Linda Cracknell
Non-fiction writer, Novelist, Playwright, Radio/tv/screenwriter
About
Linda Cracknell is a writer of prose and radio drama. Her two collections of short fiction — Life Drawing (NWP, 2000) and The Searching Glance (Salt, 2008) — both featured on award lists. Among her plays for BBC Radio 4 is The Lamp, broadcast in December 2011, which brought together a visiting Kenyan librarian and Scotland’s first public lending library, now preserved as a museum, for an exploration of the liberating power of books and reading.

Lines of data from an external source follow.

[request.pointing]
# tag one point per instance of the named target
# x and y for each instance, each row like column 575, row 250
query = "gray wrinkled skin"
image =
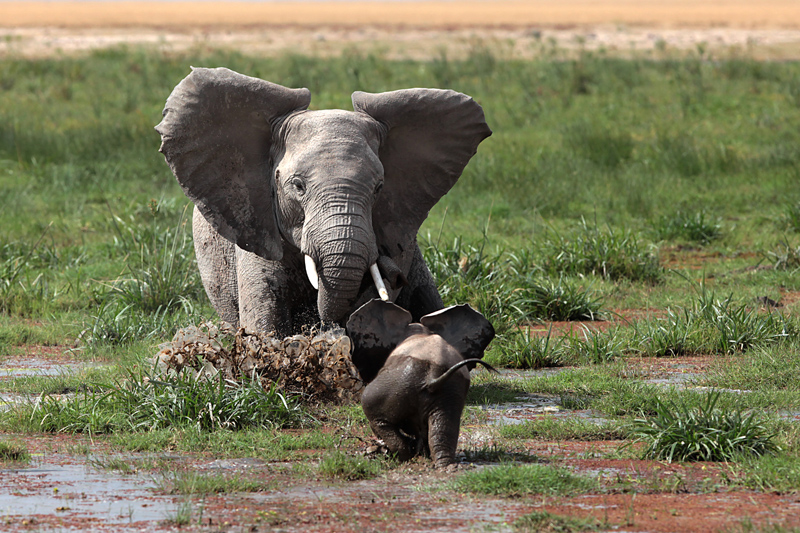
column 410, row 401
column 273, row 181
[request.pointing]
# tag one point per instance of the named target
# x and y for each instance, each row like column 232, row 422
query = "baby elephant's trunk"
column 434, row 385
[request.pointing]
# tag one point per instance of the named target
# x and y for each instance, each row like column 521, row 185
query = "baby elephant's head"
column 377, row 328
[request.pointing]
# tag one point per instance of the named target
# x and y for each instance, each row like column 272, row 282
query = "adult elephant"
column 293, row 207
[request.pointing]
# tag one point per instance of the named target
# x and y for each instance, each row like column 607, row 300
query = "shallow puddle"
column 56, row 484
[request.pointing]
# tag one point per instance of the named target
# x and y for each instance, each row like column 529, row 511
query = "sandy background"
column 768, row 29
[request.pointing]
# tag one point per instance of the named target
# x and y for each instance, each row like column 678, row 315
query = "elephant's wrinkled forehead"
column 331, row 129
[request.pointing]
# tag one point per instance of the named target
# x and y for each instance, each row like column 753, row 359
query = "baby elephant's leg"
column 403, row 446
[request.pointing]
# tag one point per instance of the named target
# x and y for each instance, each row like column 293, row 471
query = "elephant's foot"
column 403, row 447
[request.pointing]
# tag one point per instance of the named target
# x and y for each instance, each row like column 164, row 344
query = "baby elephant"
column 417, row 374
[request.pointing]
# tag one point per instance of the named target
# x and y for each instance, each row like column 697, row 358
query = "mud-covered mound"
column 315, row 365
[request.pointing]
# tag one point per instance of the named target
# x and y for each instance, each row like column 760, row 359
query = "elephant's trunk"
column 343, row 251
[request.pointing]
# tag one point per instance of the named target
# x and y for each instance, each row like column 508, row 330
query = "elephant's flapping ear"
column 375, row 329
column 431, row 134
column 462, row 327
column 216, row 135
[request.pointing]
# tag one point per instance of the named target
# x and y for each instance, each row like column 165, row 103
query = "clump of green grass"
column 514, row 480
column 671, row 336
column 544, row 522
column 471, row 274
column 496, row 454
column 611, row 254
column 603, row 145
column 161, row 268
column 678, row 432
column 786, row 256
column 763, row 368
column 188, row 482
column 11, row 451
column 791, row 217
column 769, row 473
column 118, row 323
column 738, row 327
column 339, row 465
column 696, row 227
column 561, row 300
column 710, row 325
column 526, row 350
column 559, row 429
column 143, row 404
column 596, row 347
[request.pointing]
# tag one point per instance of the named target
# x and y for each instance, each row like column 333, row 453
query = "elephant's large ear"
column 462, row 327
column 431, row 134
column 216, row 136
column 375, row 329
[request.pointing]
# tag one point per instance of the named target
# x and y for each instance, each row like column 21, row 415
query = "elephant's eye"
column 299, row 186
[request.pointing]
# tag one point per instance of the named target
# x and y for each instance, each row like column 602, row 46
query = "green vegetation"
column 691, row 227
column 560, row 429
column 659, row 192
column 544, row 522
column 185, row 482
column 339, row 465
column 678, row 432
column 143, row 404
column 12, row 451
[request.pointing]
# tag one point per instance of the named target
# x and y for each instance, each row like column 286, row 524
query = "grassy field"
column 658, row 193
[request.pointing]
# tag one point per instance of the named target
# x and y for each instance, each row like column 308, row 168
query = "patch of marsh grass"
column 339, row 465
column 770, row 473
column 116, row 323
column 704, row 432
column 493, row 391
column 601, row 143
column 711, row 325
column 497, row 454
column 608, row 253
column 13, row 452
column 762, row 368
column 161, row 266
column 471, row 274
column 526, row 350
column 786, row 256
column 191, row 482
column 699, row 227
column 512, row 480
column 143, row 404
column 791, row 217
column 558, row 300
column 559, row 429
column 544, row 522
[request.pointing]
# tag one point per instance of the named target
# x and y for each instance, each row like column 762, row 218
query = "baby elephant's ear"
column 462, row 327
column 375, row 329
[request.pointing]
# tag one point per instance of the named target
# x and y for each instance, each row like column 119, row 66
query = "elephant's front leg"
column 443, row 428
column 421, row 296
column 270, row 298
column 403, row 446
column 216, row 261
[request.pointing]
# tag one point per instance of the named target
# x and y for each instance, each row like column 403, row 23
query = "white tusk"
column 376, row 277
column 311, row 272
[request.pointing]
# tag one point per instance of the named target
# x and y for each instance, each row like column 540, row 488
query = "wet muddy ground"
column 77, row 483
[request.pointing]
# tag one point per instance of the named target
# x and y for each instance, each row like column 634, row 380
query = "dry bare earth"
column 770, row 30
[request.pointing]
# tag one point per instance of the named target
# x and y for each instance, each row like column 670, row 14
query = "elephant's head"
column 341, row 187
column 377, row 328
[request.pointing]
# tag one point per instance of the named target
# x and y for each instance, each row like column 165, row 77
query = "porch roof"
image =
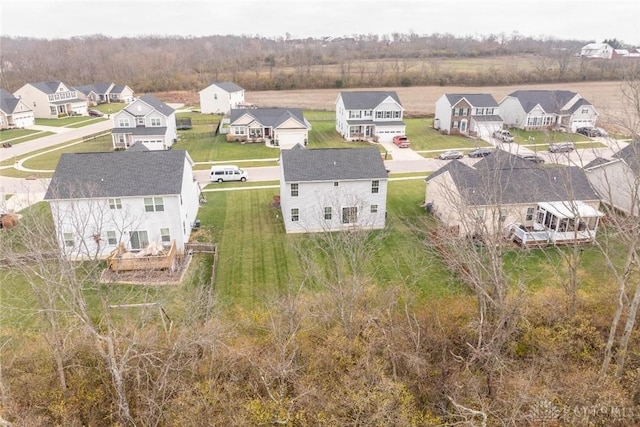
column 571, row 209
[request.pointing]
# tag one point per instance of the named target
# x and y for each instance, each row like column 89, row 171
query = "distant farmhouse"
column 221, row 97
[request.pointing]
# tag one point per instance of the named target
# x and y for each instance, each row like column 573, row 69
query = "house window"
column 375, row 186
column 349, row 215
column 153, row 204
column 69, row 241
column 138, row 240
column 327, row 213
column 165, row 237
column 115, row 203
column 529, row 216
column 503, row 214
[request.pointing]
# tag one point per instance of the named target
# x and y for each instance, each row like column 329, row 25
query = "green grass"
column 16, row 136
column 425, row 138
column 67, row 121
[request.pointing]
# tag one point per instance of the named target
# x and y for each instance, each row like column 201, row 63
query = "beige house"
column 617, row 181
column 503, row 194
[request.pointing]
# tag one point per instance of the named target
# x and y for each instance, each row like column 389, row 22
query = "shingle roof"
column 271, row 117
column 365, row 100
column 506, row 179
column 228, row 86
column 117, row 174
column 156, row 104
column 47, row 87
column 332, row 164
column 475, row 99
column 551, row 101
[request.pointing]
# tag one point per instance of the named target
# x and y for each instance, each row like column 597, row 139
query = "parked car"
column 588, row 131
column 480, row 152
column 451, row 154
column 401, row 141
column 561, row 147
column 532, row 158
column 503, row 135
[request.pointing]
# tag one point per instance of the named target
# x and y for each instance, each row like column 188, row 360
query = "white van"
column 227, row 173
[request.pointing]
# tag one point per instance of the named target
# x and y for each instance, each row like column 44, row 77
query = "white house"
column 99, row 200
column 474, row 114
column 597, row 50
column 276, row 127
column 146, row 120
column 364, row 115
column 220, row 98
column 547, row 109
column 617, row 180
column 332, row 189
column 100, row 93
column 13, row 112
column 50, row 100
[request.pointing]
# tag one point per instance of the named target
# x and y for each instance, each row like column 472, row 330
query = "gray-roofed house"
column 146, row 120
column 332, row 189
column 101, row 93
column 547, row 109
column 13, row 112
column 276, row 127
column 133, row 198
column 369, row 115
column 220, row 98
column 470, row 114
column 50, row 100
column 518, row 199
column 617, row 180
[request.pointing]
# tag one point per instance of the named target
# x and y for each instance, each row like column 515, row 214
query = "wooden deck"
column 121, row 260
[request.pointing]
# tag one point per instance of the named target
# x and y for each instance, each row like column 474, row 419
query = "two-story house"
column 364, row 115
column 547, row 109
column 100, row 93
column 13, row 112
column 276, row 127
column 332, row 189
column 50, row 100
column 146, row 120
column 221, row 97
column 133, row 198
column 473, row 114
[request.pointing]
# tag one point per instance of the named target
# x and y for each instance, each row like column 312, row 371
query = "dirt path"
column 421, row 100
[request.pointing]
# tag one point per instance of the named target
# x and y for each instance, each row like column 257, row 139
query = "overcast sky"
column 587, row 20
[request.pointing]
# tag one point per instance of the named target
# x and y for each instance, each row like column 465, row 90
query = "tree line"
column 157, row 63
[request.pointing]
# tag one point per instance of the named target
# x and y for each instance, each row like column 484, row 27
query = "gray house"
column 332, row 189
column 504, row 194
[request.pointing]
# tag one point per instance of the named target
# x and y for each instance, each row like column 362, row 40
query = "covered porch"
column 557, row 223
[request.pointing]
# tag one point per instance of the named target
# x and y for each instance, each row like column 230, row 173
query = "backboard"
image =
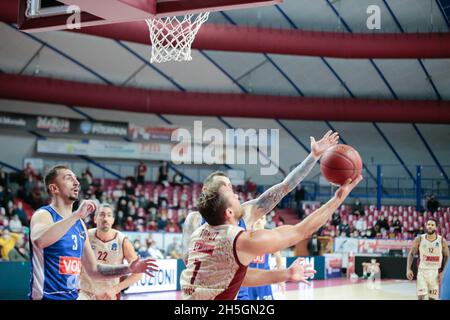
column 46, row 15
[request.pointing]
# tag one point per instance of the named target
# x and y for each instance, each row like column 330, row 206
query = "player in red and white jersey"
column 220, row 251
column 110, row 247
column 433, row 255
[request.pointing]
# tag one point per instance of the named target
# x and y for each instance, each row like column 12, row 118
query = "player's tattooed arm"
column 410, row 259
column 269, row 199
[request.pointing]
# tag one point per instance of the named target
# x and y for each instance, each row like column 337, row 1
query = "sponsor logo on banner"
column 69, row 265
column 136, row 132
column 53, row 124
column 164, row 280
column 347, row 245
column 108, row 130
column 10, row 120
column 259, row 259
column 106, row 149
column 105, row 129
column 86, row 127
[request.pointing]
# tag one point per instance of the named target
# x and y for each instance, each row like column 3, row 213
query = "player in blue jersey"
column 262, row 262
column 59, row 243
column 254, row 209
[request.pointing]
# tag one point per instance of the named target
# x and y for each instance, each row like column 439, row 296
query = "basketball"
column 340, row 163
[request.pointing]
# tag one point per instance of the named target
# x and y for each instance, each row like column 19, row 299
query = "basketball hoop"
column 172, row 37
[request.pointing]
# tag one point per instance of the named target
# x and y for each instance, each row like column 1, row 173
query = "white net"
column 172, row 37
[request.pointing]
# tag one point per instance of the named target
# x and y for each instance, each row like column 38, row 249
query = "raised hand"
column 347, row 187
column 410, row 275
column 144, row 266
column 328, row 140
column 86, row 208
column 299, row 272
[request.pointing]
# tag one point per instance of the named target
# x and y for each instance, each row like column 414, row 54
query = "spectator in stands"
column 152, row 226
column 417, row 232
column 7, row 199
column 355, row 234
column 29, row 172
column 154, row 252
column 163, row 198
column 172, row 227
column 357, row 208
column 143, row 250
column 382, row 223
column 4, row 221
column 36, row 199
column 18, row 210
column 250, row 186
column 89, row 175
column 174, row 249
column 270, row 224
column 336, row 219
column 137, row 244
column 84, row 183
column 432, row 204
column 177, row 180
column 360, row 225
column 129, row 188
column 20, row 252
column 2, row 193
column 371, row 233
column 396, row 225
column 2, row 177
column 162, row 222
column 344, row 228
column 163, row 174
column 377, row 231
column 15, row 225
column 129, row 224
column 299, row 197
column 141, row 171
column 314, row 246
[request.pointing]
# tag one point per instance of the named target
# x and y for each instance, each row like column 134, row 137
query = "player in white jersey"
column 220, row 251
column 433, row 255
column 253, row 210
column 110, row 247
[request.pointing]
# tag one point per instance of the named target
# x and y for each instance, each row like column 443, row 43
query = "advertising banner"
column 63, row 125
column 164, row 280
column 333, row 265
column 380, row 246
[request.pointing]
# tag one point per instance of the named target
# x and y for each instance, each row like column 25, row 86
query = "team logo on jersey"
column 69, row 265
column 259, row 259
column 204, row 248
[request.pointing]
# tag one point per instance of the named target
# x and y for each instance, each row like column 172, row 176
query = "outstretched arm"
column 270, row 198
column 45, row 232
column 295, row 273
column 251, row 244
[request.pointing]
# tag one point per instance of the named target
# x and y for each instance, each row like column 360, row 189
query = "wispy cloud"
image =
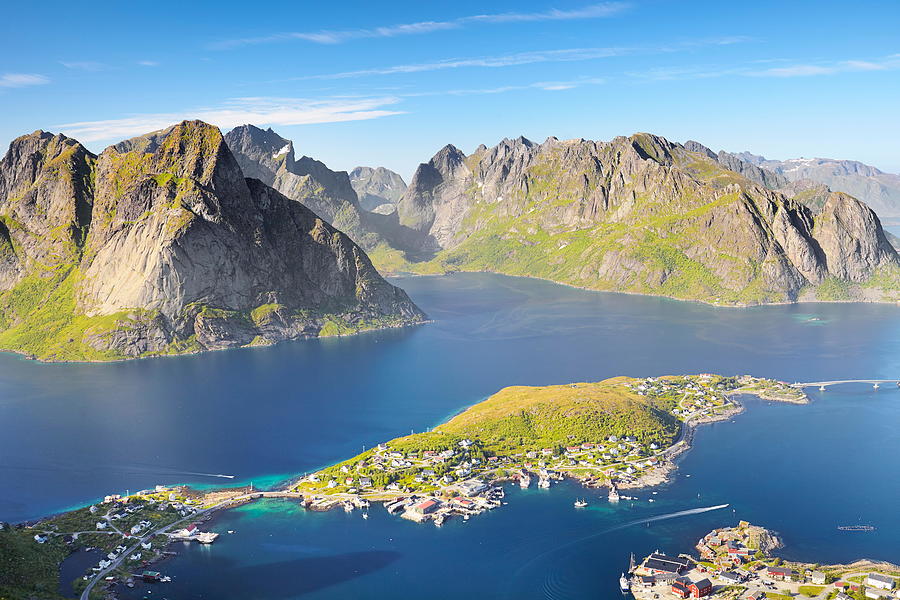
column 237, row 111
column 11, row 80
column 548, row 86
column 752, row 69
column 525, row 58
column 833, row 68
column 84, row 65
column 593, row 11
column 505, row 60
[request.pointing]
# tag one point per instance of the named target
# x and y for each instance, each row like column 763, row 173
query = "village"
column 126, row 534
column 737, row 563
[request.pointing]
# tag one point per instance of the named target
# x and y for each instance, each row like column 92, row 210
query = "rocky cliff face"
column 265, row 155
column 160, row 245
column 378, row 189
column 880, row 190
column 639, row 214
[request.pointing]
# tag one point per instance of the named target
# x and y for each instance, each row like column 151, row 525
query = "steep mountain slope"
column 878, row 189
column 160, row 245
column 265, row 155
column 641, row 214
column 378, row 189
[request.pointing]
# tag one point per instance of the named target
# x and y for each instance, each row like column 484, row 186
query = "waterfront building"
column 880, row 581
column 426, row 507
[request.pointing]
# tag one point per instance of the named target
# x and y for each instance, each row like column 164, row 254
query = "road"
column 85, row 595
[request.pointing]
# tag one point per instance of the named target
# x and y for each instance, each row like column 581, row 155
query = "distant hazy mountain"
column 265, row 155
column 376, row 187
column 878, row 189
column 642, row 214
column 161, row 246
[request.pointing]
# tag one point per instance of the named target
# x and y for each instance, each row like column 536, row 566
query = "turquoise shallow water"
column 81, row 431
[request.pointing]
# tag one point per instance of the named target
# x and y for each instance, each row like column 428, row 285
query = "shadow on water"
column 285, row 579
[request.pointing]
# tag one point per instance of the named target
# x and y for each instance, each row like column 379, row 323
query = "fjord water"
column 75, row 432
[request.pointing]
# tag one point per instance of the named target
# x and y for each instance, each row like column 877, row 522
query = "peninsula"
column 618, row 433
column 739, row 562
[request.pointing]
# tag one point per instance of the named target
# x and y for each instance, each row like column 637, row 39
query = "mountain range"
column 185, row 240
column 880, row 190
column 645, row 215
column 161, row 245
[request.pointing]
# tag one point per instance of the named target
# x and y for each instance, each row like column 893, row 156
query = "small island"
column 621, row 433
column 739, row 563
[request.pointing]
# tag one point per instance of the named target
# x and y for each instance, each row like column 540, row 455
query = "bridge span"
column 822, row 385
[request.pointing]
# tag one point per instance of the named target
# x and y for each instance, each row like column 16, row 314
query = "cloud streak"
column 84, row 65
column 523, row 58
column 593, row 11
column 237, row 111
column 17, row 80
column 844, row 66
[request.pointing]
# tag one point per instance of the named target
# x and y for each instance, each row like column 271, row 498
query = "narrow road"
column 85, row 595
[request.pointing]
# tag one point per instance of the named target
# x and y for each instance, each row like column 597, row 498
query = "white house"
column 880, row 581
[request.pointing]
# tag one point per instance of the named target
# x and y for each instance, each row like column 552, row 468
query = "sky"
column 389, row 84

She is the editor of a non-fiction anthology on the wild places of Britain and Ireland, A Wilder Vein (Two Ravens Press, 2009).
Her first novel Call of the Undertow (Freight Books, 2013) is a haunting tale of motherhood, guilt, myth and redemption set on the rugged coast of Caithness at Scotland’s furthest edge. A collection of non-fiction essays on the subject of walking, Doubling Back: ten paths trodden in memory (Freight Books, 2014) was the culmination of a lengthy project initiated when she was the recipient of a Creative Scotland award in 2007.
Linda has tutored many writing courses and workshops including for the Arvon Foundation, and has facilitated creative writing as part of a number of major school projects, from learning about constellations to devising interpretation for a long-distance footpath. She has been writer-in-residence at the Royal Hospital for Sick Children and George Watson’s College, both in Edinburgh. Linda lives in highland Perthshire.